Arthas: Rise of the Lich King by Christie Golden – 🌟🌟🌟🌟🌟

Recommended: DEFINITELY
For fans of the world of Azeroth and its lore, for fans of high fantasy, for an epic tale of a hero / villain and villain / hero, for a really intense and intricately woven story

Summary:
When a plague of undeath threatened all that he loved, Arthas was driven to pursue an ill-fated quest for a runeblade powerful enough to save his homeland. Yet the object of his search would exact a heavy price from its new master, beginning a horrifying descent into damnation. Arthas’s path would lead him through the arctic northern wastes toward the Frozen Throne, where he would face, at long last, the darkest of destinies.
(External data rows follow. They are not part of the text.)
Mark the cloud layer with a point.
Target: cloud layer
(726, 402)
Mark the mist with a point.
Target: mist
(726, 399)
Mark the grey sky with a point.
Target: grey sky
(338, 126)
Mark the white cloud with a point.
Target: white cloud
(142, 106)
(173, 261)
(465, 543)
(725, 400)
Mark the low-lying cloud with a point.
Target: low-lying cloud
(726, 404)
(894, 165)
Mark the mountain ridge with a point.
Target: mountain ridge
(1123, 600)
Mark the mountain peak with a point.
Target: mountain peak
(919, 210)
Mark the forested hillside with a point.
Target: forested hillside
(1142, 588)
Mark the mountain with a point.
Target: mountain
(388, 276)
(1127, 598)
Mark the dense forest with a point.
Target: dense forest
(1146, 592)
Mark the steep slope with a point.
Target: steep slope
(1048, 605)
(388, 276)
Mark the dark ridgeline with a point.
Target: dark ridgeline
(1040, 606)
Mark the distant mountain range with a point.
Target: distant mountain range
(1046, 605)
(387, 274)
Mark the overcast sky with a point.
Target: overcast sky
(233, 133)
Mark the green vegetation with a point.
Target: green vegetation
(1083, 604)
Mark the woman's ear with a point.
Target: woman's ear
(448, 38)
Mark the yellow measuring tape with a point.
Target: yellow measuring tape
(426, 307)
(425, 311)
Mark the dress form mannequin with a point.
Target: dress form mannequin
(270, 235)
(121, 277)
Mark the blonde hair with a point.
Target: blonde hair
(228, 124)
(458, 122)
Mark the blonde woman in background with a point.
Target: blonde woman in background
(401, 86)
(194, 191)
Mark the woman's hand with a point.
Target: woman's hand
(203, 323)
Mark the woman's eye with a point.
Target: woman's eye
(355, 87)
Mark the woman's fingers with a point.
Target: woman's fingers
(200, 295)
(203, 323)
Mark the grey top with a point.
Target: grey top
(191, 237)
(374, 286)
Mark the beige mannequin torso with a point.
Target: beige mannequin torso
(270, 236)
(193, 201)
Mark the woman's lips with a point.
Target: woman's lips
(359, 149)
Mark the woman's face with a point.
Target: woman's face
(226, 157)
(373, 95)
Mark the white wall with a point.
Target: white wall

The Lich King is an entity of incalculable power and unparalleled malice — his icy soul utterly consumed by his plans to destroy all life on the World of Warcraft.

Thoughts:
Oh man. I had a craving for some epic high fantasy, and naturally I thought “nothing gets the job done better than WoW books.” Picked this up thinking it would be great to learn more about the Lich King prior to Shadowlands later this year.

WOW. This was so good it actually made my craving WORSE. The incredible span of the book was far more than I expected. I always love getting the perspective from the character who maybe isn’t the hero, and Arthas was extraordinarily complex and fascinating. There were so many other characters and events woven in that I’ve read about. I was delighted every time someone popped up, and loved adding the new thread of Arthas to the tapestry of each event.